Polling stations are due to open across Hong Kong on Sunday morning as the semi-autonomous city of 7.5 million votes for district councillors, in a ballot seen as a gauge of the popularity of Chief Executive Carrie Lam and the pro-Beijing government.
First-time candidate Kwan Siu Lun says campaigning for this weekend's district elections in Hong Kong has been a dangerous business in the white heat of the city's political crisis.
In normal times, district elections are tame, hyper-local affairs dominated by candidates allied to the China-backed government with a remit over rubbish collections and planning decisions.
The protest movement needs a big turnout, it was 47 per cent the last time around in 2015, to give the unpopular government a bloody nose at the ballot box.
The signs point in their favour with 4.1 million Hong Kongers registering to vote, nearly 400,000 more than in 2015.
There are no disruptive actions planned so far for Sunday, while a "HOW TO CAST A VOTE" airdrop is urging young voters to turn up early, bring their ID and "avoid wearing black shirts and masks" or accidentally spoiling ballots.
In a city beset by violence, candidate Kwan says he has tried to tip-toe around the conflicting political opinions.
"I try to focus on local community issues," says the 38-year-old architect running as an independent on the pro-democracy side in his working-class constituency of Hung Hom.
"But of course some voters ask what my political views are... some people have sworn at me and thrown my leaflets to the ground."
The poll to choose 452 councillors across 18 districts is the closest voters in Hong Kong get to direct representation.

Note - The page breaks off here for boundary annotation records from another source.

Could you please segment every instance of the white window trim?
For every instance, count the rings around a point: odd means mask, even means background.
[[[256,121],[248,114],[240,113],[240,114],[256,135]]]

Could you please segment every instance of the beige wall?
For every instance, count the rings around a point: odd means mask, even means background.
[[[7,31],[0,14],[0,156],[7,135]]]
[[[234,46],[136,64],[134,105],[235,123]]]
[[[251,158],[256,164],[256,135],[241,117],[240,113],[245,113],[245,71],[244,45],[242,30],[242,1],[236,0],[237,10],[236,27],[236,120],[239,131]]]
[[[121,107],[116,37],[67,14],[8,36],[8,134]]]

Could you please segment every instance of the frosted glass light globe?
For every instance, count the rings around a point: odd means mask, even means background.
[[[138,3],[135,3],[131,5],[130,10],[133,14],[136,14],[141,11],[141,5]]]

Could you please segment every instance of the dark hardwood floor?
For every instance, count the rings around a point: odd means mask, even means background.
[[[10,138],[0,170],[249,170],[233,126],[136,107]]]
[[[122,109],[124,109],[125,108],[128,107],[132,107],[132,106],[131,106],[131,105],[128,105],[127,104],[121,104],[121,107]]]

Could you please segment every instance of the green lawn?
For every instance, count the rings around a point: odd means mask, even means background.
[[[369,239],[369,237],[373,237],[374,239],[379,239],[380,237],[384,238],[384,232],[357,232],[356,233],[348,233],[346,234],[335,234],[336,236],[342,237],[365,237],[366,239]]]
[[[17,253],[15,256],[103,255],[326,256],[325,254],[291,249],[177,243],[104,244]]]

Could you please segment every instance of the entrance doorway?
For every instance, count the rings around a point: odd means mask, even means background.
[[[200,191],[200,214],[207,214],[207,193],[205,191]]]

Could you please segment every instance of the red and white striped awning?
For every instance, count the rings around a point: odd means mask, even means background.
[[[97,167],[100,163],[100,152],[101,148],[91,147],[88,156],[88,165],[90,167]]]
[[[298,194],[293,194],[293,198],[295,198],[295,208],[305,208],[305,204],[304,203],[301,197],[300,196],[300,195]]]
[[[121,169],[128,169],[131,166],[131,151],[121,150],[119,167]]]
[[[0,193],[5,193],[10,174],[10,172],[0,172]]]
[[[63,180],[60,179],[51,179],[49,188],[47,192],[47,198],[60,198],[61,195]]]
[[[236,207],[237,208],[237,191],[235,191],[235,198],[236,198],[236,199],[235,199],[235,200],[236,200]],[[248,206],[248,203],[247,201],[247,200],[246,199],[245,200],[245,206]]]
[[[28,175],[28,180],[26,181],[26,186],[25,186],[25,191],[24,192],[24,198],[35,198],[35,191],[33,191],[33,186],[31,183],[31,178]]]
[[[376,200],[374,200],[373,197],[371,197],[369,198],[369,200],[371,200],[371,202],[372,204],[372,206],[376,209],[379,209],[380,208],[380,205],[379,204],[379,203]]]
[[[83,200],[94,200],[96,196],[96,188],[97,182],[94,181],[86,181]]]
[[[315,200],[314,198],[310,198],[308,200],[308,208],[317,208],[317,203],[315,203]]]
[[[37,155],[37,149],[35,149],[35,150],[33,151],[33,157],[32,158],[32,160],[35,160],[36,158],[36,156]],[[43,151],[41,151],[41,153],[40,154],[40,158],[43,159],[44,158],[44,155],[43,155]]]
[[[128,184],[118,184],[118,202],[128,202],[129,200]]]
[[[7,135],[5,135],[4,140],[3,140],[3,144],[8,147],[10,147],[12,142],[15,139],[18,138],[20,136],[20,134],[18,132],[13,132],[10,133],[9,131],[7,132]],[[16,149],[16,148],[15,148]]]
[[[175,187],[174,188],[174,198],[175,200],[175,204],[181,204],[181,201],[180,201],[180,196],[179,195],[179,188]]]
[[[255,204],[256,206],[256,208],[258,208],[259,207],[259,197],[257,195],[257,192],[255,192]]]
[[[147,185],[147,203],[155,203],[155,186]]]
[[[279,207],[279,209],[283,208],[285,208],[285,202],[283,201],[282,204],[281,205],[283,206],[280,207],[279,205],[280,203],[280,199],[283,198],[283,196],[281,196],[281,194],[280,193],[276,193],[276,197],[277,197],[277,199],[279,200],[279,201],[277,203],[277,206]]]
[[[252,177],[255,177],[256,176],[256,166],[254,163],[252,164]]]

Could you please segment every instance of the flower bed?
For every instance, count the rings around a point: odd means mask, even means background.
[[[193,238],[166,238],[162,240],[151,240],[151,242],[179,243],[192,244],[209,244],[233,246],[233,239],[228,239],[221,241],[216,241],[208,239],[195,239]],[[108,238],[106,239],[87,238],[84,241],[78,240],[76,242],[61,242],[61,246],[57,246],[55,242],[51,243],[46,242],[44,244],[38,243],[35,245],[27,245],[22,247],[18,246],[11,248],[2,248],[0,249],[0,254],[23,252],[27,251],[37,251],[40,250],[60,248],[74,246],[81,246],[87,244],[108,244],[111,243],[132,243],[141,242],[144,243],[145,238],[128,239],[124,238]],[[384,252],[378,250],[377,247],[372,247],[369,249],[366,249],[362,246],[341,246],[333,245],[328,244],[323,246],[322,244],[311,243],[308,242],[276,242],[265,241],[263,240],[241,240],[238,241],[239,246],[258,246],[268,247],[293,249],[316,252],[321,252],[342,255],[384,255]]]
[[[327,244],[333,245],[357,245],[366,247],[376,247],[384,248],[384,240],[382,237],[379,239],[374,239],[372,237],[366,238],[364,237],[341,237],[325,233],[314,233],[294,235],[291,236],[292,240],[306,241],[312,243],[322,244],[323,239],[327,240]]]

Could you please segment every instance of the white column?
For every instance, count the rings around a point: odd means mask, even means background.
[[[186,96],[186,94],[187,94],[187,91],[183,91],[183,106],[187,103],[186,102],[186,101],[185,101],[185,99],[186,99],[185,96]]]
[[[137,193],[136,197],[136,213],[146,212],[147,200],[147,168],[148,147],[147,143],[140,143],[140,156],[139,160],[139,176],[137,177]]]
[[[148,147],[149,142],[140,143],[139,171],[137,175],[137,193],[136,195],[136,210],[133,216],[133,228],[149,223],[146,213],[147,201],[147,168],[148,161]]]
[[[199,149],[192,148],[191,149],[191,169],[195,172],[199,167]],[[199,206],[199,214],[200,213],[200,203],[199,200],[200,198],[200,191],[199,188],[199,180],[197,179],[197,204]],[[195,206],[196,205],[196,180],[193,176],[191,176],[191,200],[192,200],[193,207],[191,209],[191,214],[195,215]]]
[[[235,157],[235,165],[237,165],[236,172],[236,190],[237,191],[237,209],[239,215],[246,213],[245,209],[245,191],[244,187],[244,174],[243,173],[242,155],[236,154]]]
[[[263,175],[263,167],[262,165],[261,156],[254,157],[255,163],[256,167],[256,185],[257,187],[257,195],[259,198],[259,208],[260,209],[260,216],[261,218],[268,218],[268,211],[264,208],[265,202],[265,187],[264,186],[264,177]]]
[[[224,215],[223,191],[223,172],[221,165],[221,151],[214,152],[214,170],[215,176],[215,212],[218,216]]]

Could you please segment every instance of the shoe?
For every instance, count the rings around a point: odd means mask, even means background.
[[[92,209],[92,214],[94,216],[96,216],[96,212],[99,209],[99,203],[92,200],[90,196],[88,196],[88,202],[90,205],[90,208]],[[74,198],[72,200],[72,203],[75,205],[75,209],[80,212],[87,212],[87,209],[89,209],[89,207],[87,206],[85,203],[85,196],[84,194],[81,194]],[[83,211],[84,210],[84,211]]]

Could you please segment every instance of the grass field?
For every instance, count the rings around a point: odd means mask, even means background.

By contrast, members of the city's legislature are elected by a combination of the popular vote and industry groups stacked with Beijing loyalists, while the city's chief executive is chosen by a similarly pro-establishment committee.
This year it is "a kind of referendum" on the Hong Kong government's handling "of the riots over the extradition (bill), democracy and the conflicts between the people and the police", says political analyst Dixon Sing.